On the way back to my hotel, I received an email that was the cherry on top of my delightful day. It read as follows:
“Dear Professor Loeb,
I know it’s probably a nuisance of me to send fluff to your professional email, however I couldn’t find a better way to get in touch and felt compelled to at least write a few words of appreciation after enjoying your work and media appearances for the last few years and seeing you come frequently under fire from your peers and sections of science media.
It has been refreshing and in some way comforting to see a tenured Academic pushing the envelope on scientific inquiry and open minded dialogue around the possibility of recent cosmic phenomena being of technological origin. Whether you are right or wrong, the importance of having someone of your credibility maintain and encourage these conversations I think can’t be understated. I’m not sure how many people write to you to say thanks for your work (and by the looks of things you probably get quite a few emails that state quite the opposite), but as someone with a deep lifelong passion for the natural sciences, in particular astrophysics and all the wonderful ideas that branch out from it, your work, ideas and discussions have been more valuable to me as a curious person, than some of the cold hard scientific discoveries of the last few years. Please do not stop, no matter how much people cry about it. It’s fun, interesting, and if you end up being right, boy are some people going to feel stupid.
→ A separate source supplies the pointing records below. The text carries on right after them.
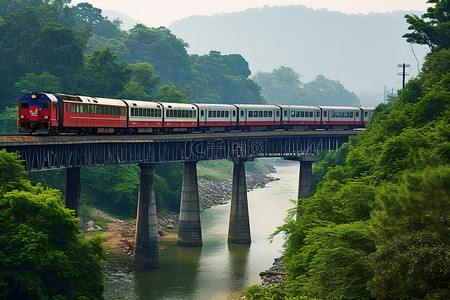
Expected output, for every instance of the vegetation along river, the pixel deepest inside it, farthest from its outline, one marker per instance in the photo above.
(217, 270)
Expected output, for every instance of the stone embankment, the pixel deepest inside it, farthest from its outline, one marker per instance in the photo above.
(275, 275)
(121, 234)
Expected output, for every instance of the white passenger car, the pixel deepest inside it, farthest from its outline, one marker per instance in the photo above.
(144, 116)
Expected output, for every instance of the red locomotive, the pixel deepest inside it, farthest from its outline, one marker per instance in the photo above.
(42, 112)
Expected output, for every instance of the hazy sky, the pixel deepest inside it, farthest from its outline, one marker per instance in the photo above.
(155, 13)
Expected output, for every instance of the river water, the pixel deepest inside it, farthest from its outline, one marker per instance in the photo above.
(217, 270)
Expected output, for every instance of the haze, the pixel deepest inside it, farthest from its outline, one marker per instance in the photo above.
(157, 13)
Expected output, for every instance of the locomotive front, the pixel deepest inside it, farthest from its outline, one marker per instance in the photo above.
(38, 112)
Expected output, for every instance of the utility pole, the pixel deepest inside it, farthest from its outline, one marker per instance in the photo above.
(403, 73)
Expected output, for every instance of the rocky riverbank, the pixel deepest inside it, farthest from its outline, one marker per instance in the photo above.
(275, 275)
(121, 234)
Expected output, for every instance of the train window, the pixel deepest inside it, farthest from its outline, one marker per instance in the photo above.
(45, 105)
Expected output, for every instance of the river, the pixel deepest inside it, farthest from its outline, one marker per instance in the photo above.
(217, 270)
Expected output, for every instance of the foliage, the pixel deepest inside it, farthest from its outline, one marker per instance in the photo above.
(433, 28)
(283, 86)
(8, 120)
(44, 82)
(42, 254)
(377, 227)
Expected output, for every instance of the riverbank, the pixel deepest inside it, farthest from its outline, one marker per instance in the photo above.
(120, 234)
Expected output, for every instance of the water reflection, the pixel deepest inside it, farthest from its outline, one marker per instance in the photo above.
(176, 279)
(238, 266)
(217, 270)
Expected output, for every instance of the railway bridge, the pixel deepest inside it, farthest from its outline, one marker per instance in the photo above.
(47, 152)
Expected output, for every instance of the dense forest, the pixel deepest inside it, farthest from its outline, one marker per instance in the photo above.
(52, 46)
(378, 225)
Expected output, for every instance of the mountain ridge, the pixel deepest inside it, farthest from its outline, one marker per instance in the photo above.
(360, 50)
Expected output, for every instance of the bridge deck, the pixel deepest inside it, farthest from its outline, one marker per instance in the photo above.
(26, 139)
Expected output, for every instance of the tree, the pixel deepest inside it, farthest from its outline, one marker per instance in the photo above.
(433, 29)
(44, 82)
(324, 91)
(42, 254)
(281, 86)
(107, 77)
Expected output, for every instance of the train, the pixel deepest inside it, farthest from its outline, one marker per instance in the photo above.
(54, 113)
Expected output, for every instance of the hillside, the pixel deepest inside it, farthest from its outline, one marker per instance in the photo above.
(361, 51)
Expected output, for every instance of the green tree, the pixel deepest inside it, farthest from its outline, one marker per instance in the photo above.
(44, 82)
(323, 91)
(8, 120)
(42, 253)
(433, 29)
(106, 77)
(413, 265)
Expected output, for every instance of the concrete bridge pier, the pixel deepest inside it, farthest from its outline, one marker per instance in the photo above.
(239, 228)
(146, 249)
(189, 230)
(72, 199)
(305, 180)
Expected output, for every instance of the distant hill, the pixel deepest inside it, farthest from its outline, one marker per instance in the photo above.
(128, 22)
(361, 51)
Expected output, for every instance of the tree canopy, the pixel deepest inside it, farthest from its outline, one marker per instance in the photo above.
(42, 254)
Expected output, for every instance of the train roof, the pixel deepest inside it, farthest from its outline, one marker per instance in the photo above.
(216, 106)
(257, 106)
(299, 107)
(178, 105)
(91, 100)
(340, 107)
(142, 104)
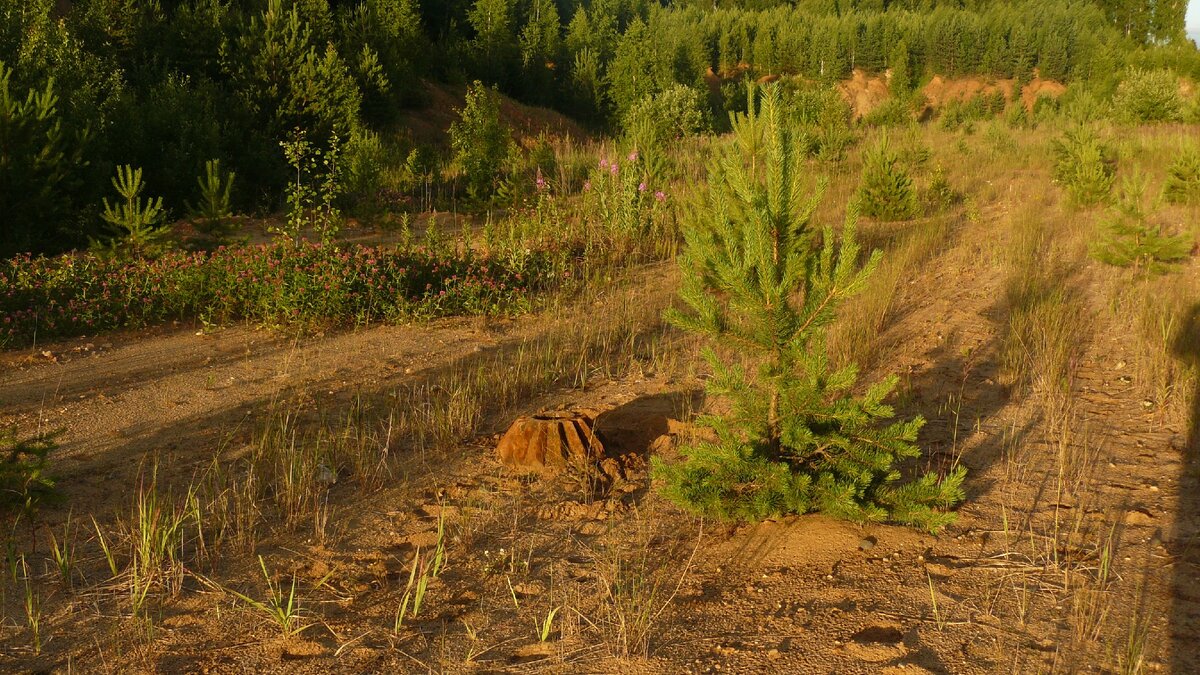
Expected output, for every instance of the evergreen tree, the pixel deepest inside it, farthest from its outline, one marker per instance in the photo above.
(757, 284)
(1084, 166)
(886, 191)
(39, 161)
(480, 139)
(1131, 239)
(496, 42)
(1182, 184)
(540, 46)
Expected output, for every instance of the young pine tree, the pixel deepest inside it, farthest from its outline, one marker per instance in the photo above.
(1182, 184)
(1084, 166)
(1131, 239)
(886, 191)
(213, 214)
(757, 284)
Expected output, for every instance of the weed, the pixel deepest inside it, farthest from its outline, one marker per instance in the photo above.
(283, 609)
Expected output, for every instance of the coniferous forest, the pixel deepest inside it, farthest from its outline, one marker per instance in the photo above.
(599, 336)
(168, 85)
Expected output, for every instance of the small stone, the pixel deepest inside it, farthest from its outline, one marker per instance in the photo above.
(1139, 517)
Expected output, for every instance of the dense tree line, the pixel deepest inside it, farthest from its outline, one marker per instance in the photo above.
(166, 85)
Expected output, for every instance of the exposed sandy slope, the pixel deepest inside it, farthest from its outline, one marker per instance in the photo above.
(1002, 591)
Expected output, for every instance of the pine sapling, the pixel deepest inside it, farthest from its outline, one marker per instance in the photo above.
(1182, 185)
(213, 214)
(887, 191)
(1084, 166)
(135, 221)
(759, 284)
(1131, 239)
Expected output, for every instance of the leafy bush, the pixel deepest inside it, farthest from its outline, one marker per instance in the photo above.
(797, 438)
(211, 214)
(39, 165)
(1131, 239)
(676, 113)
(1084, 165)
(1149, 96)
(24, 481)
(886, 191)
(273, 284)
(823, 119)
(1182, 185)
(480, 141)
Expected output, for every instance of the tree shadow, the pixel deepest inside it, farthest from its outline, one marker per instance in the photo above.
(1185, 543)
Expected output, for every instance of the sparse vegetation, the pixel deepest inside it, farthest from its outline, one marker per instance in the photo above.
(1084, 165)
(279, 428)
(797, 440)
(886, 190)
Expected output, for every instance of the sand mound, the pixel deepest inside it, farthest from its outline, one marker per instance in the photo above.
(864, 93)
(940, 90)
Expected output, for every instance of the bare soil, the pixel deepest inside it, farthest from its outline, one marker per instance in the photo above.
(635, 585)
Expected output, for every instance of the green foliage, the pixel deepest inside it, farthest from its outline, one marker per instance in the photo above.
(39, 167)
(24, 481)
(1182, 184)
(1149, 96)
(136, 223)
(365, 161)
(1129, 238)
(886, 191)
(315, 190)
(289, 78)
(211, 214)
(757, 284)
(480, 141)
(658, 121)
(1084, 165)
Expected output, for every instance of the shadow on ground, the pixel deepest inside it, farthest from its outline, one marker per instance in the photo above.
(1185, 620)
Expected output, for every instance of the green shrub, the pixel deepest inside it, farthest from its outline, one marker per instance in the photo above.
(24, 481)
(480, 141)
(1149, 96)
(136, 222)
(211, 214)
(1131, 239)
(797, 438)
(364, 160)
(1182, 185)
(1084, 166)
(823, 119)
(886, 191)
(895, 111)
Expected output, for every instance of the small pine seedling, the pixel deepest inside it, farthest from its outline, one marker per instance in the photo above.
(1182, 185)
(1131, 239)
(760, 285)
(887, 191)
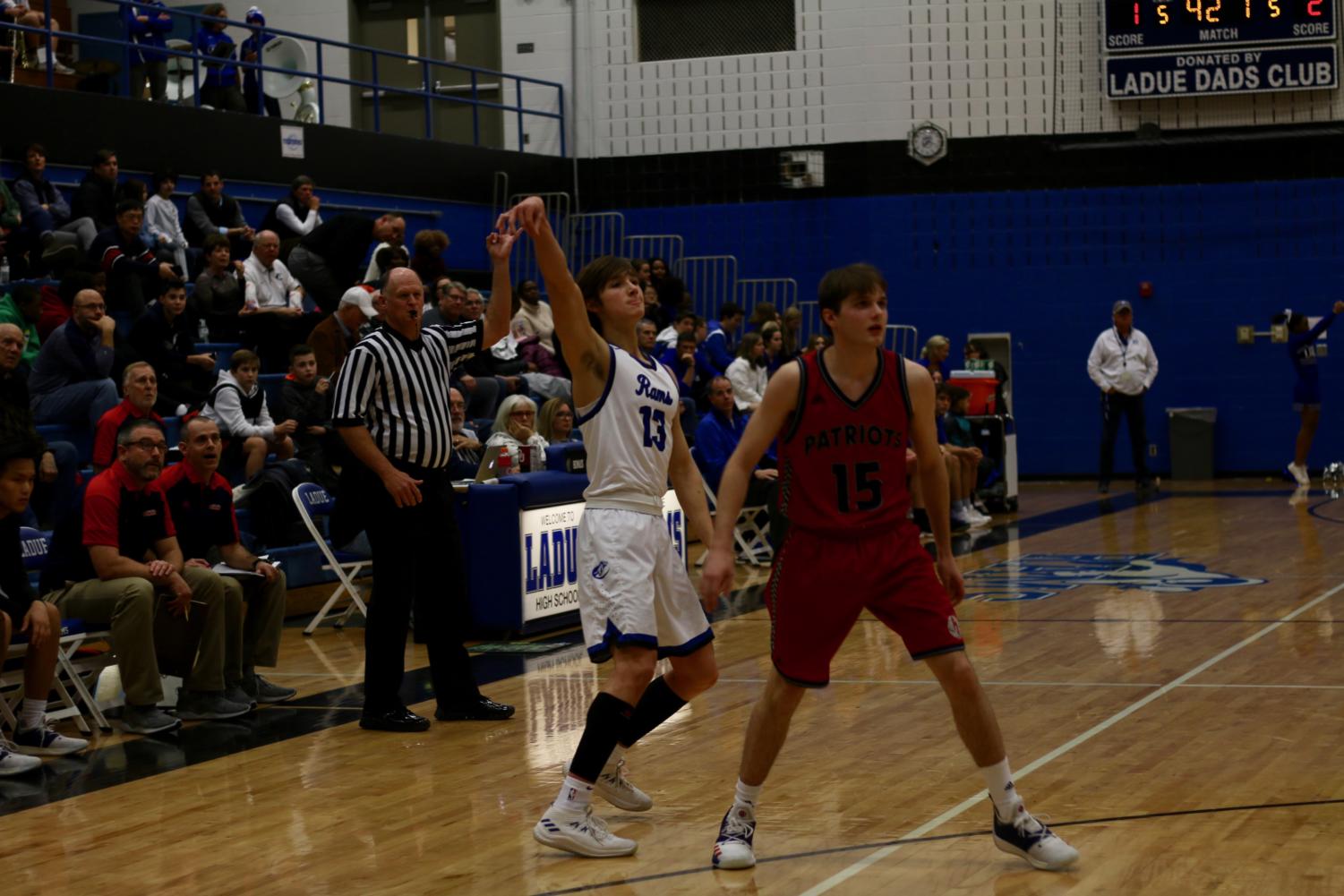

I really enjoyed your book ET — The First Sign of Intelligent Life. It was a great read — I also got the audiobook (but you should’ve been the narrator!). Your book made me want to jump into a discussion about the ideas as I was reading it, but it is very hard to find minds that are both scientifically sound and intellectually humble enough to admit that there are things that we cannot know until we rule them out. Thankfully your various interviews have filled a bit of that void.
Thank you for all your work, Prof. Loeb, and I hope for much more to come. And if you are ever in the South of England in the future, swing by Dorset for a local ale and some physics babble with a humble amateur.
All the best,
Ivan Gibson”
ABOUT THE AUTHOR
Avi Loeb is the head of the Galileo Project, founding director of Harvard University’s Black Hole Initiative, director of the Institute for Theory and Computation at the Harvard-Smithsonian Center for Astrophysics, and the former chair of the astronomy department at Harvard University (2011–2020). He is a former member of the President’s Council of Advisors on Science and Technology and a former chair of the Board on Physics and Astronomy of the National Academies. He is the bestselling author of “Extraterrestrial: The First Sign of Intelligent Life Beyond Earth” and a co-author of the textbook “Life in the Cosmos”, both published in 2021. The paperback edition of his new book, titled “Interstellar”, was published in August 2024.